What first attracted Luzader to the Salvation Army was the number of children and children’s programs in her hometown of Tiffin. In the summer of 2006, she was attending a Salvation Army youth retreat when she felt God calling her into youth ministry. At the Salvation Army’s Project 117, a school for youth ministry, she felt a further calling to the ordained ministry in 2010.
She began attending the Salvation Army’s College for Officer Training in Suffern, N.Y., in 2012 and completed the program in 2014, when she was ordained and commissioned. Her first assignment was as commanding officer for the Salvation Army in Ridgway, Elk County, where she served for three years. She served at the DuBois center for two years.
Martinez grew up in Danbury, Conn., and had her first exposure to the Salvation Army at a summer camp at age 11. “The officers were really sweet,” she said.
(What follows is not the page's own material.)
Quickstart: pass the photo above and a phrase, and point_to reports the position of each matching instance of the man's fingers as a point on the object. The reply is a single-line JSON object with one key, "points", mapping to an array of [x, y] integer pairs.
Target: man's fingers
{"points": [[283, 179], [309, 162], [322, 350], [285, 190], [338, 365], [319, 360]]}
She attended for two summers and joined the staff for the following four summers, serving as a counselor, archery director and program assistant.
During those years, she stayed active with the Salvation Army in Danbury and its youth ministry. It was while attending a young adult retreat called Gathering 2015 that she felt called to the ministry, she said.
“I had my plan for my life, but God had his plan,” she said, noting that her erstwhile “plan” was to attend the Culinary Institute of America in New York. “For me, if God wants you to do something, he’s going to continue to confirm that for you.”
Martinez left for officer training in 2016 and was ordained and commissioned in 2018. Greensburg is her second assignment.
The women lead worship services on Sunday and are responsible for the Salvation Army’s social programs, including the Red Kettle Campaign, weekly community meals, rent and utility bill assistance and the back-to-school event.
“Our doors are open Monday to Friday,” Luzader said. “We don’t judge. We don’t discriminate. We’re here for you if you need help.”
Luzader said she has not been able to do a full assessment of the Greensburg Corps’ finances but that “we need a bit of a turnaround. We need support from the community because we, in turn, support the community.”
Luzader said she was able to improve the financial situation at both Salvation Army centers where she previously served. “You don’t spend where you don’t have it,” she said.